Theorists are to use those assumptions as calculating tools without committing themselves to their truth. In particular, the assumption that the planets rotate around the sun must be evaluated solely in terms of how useful it is in calculating their observable relative positions to a satisfactory approximation.

Pierre Duhem's Aim and Structure of Physical Theory articulates a related conception. For Duhem a physical theory

…is a system of mathematical propositions, deduced from a small number of principles, which aim to represent as simply and completely, and exactly as possible, a set of experimental laws. (Duhem 1906, 19)

‘Experimental laws’ are general, mathematical descriptions of observable experimental results. Investigators produce them by performing measuring and other experimental operations and assigning symbols to perceptible results according to pre-established operational definitions (Duhem 1906, 19). For Duhem, the main function of a physical theory is to help us store and retrieve information about observables we would not otherwise be able to keep track of. If that's what a theory is supposed to accomplish, its main virtue should be intellectual economy. Theorists are to replace reports of individual observations with experimental laws and devise higher level laws (the fewer, the better) from which experimental laws (the more, the better) can be mathematically derived (Duhem 1906, 21ff).

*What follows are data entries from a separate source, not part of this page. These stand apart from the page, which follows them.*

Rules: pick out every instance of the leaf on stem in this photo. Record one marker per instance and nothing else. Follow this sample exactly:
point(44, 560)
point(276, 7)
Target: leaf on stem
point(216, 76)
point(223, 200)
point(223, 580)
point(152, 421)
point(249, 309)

A theory's experimental laws can be tested for accuracy and comprehensiveness by comparing them to observational data. Let EL be one or more experimental laws that perform acceptably well on such tests. Higher level laws can then be evaluated on the basis of how well they integrate EL into the rest of the theory. Some data that don't fit integrated experimental laws won't be interesting enough to worry about. Other data may need to be accommodated by replacing or modifying one or more experimental laws or adding new ones. If the required additions, modifications or replacements deliver experimental laws that are harder to integrate, the data count against the theory. If the required changes are conducive to improved systematization the data count in favor of it. If the required changes make no difference, the data don't argue for or against the theory.

10. Data and phenomena

It is an unwelcome fact for all of these ideas about theory testing that data are typically produced in ways that make it all but impossible to predict them from the generalizations they are used to test, or to derive instances of those generalizations from data and non ad hoc auxiliary hypotheses. Indeed, it's unusual for many members of a set of reasonably precise quantitative data to agree with one another, let alone with a quantitative prediction. That is because precise, publicly accessible data typically cannot be produced except through processes whose results reflect the influence of causal factors that are too numerous, too different in kind, and too irregular in behavior for any single theory to account for them. When Bernard Katz recorded electrical activity in nerve fiber preparations, the numerical values of his data were influenced by factors peculiar to the operation of his galvanometers and other pieces of equipment, variations among the positions of the stimulating and recording electrodes that had to be inserted into the nerve, the physiological effects of their insertion, and changes in the condition of the nerve as it deteriorated during the course of the experiment. There were variations in the investigators' handling of the equipment. Vibrations shook the equipment in response to a variety of irregularly occurring causes ranging from random error sources to the heavy tread of Katz's teacher, A.V. Hill, walking up and down the stairs outside of the laboratory. That's a short list. To make matters worse, many of these factors influenced the data as parts of irregularly occurring, transient, and shifting assemblies of causal influences.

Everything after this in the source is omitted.